NICHD has been leading studies on contraception and reproductive health since the late 1960s. Although much of the work has focused on females, the institute supported and conducted multiple studies on the safety of vasectomy in the 1990s. Additionally, early drug discovery projects produced novel candidates for male contraception. The Contraceptive Development Program pioneered clinical evaluation of these products, conducting trials on oral and injectable agents in addition to the NES/T gel. The Contraceptive Development Program also recently launched a data sharing resource, the Contraceptive Infertility Target DataBase , which curates information on potential contraceptive targets for males and females.
Comparing many years of clinical experience in novel female contraceptive development, some researchers noted distinct differences between those studies and the newer studies with a focus on males.
“One considerable difference is the anxiety level in female partners at the end of the efficacy period of the study,” shared Dr. Blithe. “Some women seem much more anxious at the prospect of having to go back to female contraceptive methods after a full year of birth control being their partner’s focus,” she said.

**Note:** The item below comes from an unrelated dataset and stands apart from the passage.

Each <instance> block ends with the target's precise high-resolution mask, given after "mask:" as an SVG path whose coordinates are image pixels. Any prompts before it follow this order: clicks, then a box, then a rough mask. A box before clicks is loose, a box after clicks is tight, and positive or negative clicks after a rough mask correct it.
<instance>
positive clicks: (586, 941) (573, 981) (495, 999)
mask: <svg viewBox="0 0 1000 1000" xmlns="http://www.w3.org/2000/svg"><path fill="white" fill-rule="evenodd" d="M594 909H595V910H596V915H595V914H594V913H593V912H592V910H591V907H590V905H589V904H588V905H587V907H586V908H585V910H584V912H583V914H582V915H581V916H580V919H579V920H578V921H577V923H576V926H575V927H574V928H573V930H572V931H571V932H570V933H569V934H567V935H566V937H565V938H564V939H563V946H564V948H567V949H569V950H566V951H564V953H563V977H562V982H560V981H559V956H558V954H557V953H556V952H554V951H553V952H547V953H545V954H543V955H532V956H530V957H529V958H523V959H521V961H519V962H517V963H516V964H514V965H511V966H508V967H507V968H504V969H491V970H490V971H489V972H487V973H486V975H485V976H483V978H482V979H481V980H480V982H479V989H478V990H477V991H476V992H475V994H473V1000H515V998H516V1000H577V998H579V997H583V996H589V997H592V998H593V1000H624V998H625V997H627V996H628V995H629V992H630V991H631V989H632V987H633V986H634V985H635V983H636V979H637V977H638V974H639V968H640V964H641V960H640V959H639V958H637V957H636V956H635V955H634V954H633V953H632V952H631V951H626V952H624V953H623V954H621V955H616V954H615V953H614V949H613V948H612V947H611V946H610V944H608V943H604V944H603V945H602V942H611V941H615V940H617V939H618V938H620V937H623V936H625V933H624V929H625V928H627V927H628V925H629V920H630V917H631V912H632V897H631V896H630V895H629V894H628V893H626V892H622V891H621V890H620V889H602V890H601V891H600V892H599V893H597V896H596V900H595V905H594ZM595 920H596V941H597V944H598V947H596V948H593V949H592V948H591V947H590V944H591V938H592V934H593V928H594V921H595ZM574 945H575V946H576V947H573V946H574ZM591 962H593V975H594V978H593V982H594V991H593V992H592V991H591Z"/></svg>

Many couples asked whether they could re-enroll in the study to continue using NES/T, and several expressed dismay at how long it may take for the product to reach consumers. Even after a successful Phase III study, which may take another 5 years, the investigators will likely face additional challenges to bringing NES/T to market, such as finding commercial investors and manufacturers. Nonetheless, Dr. Blithe remains optimistic.
“I think our study has helped debunk a lot of myths surrounding male birth control,” she said. “Not only do the data show that NES/T is safe, effective, and reversible, but the couples who’ve participated have overcome societal barriers. Men want to use this, and women trust them to use it. The results have been overwhelmingly positive, and we’re already planning the next steps.”